16. Finally, in the same case, at page 221 Mann LJ stated:
“The word ‘curtilage’ is a term of art and, in employing it, the draftsman and Parliament must have had regard to its meaning as such a term. Its meaning as a term was dicussed in Methuen-Campbell v Walters [1979] QB 525. It appears from that decision that the meaning of the word ‘curtilage’ is constrained to a small area about a building. The size of the area appears to be a question of fact and degree.”
17. Mr Moss submitted to this court that on the findings set out by the magistrates it would not have been possible for them to have reached any other conclusion than that the fourth caravan did not come within the curtilage of the dwelling house, in this case the farmhouse. For my part, I would not go that far.
18. In my judgment whether the caravan was within the curtilage of the farmhouse was a matter of fact or degree. It seems to me that in relation to this part of the case the magistrates have found that the caravan was outside the curtilage of the farmhouse. Mr Dowse submitted to this court that the magistrates cannot have had in their minds the proper matters to consider, but he accepted that his solicitor, who appeared on behalf of the appellant before the magistrates, had made the very point to the magistrates that to satisfy the requirement of paragraph 1 they would have to think that the caravan may have been within the curtilage.
19. I cannot see how that point cannot have been before the magistrates.

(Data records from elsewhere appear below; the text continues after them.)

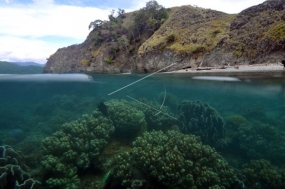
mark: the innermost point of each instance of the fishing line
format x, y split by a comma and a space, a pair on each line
141, 79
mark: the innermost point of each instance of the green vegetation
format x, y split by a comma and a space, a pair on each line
10, 68
125, 33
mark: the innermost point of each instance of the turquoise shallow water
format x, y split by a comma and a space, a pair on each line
241, 118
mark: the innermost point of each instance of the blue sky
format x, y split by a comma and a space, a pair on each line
32, 30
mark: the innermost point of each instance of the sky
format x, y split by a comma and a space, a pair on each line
32, 30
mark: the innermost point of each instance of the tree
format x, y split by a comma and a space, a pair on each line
97, 24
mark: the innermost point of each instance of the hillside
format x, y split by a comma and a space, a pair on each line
11, 68
154, 37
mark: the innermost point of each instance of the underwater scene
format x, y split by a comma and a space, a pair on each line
167, 131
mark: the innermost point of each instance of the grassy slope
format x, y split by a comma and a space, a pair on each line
194, 28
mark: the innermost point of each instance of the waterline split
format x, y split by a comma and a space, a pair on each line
141, 79
151, 107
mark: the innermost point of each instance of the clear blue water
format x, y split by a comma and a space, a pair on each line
34, 107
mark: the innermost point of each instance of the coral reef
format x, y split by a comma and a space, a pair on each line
198, 118
234, 122
13, 172
74, 147
262, 174
172, 160
261, 140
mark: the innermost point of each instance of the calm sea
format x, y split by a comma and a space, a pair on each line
252, 107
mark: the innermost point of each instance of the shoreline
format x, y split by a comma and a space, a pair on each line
273, 67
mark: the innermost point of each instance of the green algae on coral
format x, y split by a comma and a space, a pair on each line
75, 146
173, 160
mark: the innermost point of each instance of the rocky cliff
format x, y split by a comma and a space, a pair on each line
190, 36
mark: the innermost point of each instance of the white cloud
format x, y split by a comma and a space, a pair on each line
59, 20
19, 49
24, 26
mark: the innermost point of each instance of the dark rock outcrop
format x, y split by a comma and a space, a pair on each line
191, 37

It seems to me they must have had the provisions of paragraph 1 firmly in their minds, albeit that they did not make any reference specifically to the curtilage point. The fact of the matter remains that at paragraph 11(iii), as I have set out, the magistrates said, in terms, that the lawful use argument failed, and the fourth caravan should have been removed under the terms of the Enforcement Notice and, as it has not, the offence has been made out. They cannot have been unaware that the burden of proof was upon the prosecution to prove it. The facts were available for them to make that finding and, in my judgment, it was a finding which they were quite entitled to make and one with which this court cannot interfere.
20. That is sufficient to dispose of this appeal. Argument was addressed to the court about the other defence available to the appellant, namely a defence under paragraph 3; that is the matter to which the magistrates refer in paragraph 11(iv) of the case stated. As I have set out earlier in this judgment, the magistrates found that it was not necessary to consider that argument.
21. For my part, I think that this defence raises points which I do not believe that it is necessary for this court to decide on this occasion. Accordingly, since I am satisfied that the finding of the magistrates in relation to the fourth caravan cannot be impugned and for that reason the conviction must stand, I would answer questions 1 and 2 in each case in the affirmative and dismiss this appeal.
22. LORD JUSTICE ROCH: I agree. The appeal will be dismissed and the questions will be answered in the way indicated by my Lord.
23. MR MOSS: In those circumstances I apply for my costs, my Lord.
24. LORD JUSTICE ROCH: Mr Dowse, you cannot resist that, can you?
25. MR DOWSE: It would be very difficult, my Lord, in the light of your Lordships’ decision. I can only say that the case itself was not clear and proper points were raised as a result of what the justices stated by way of their case.
26. LORD JUSTICE ROCH: No. Mr Moss, you have your order.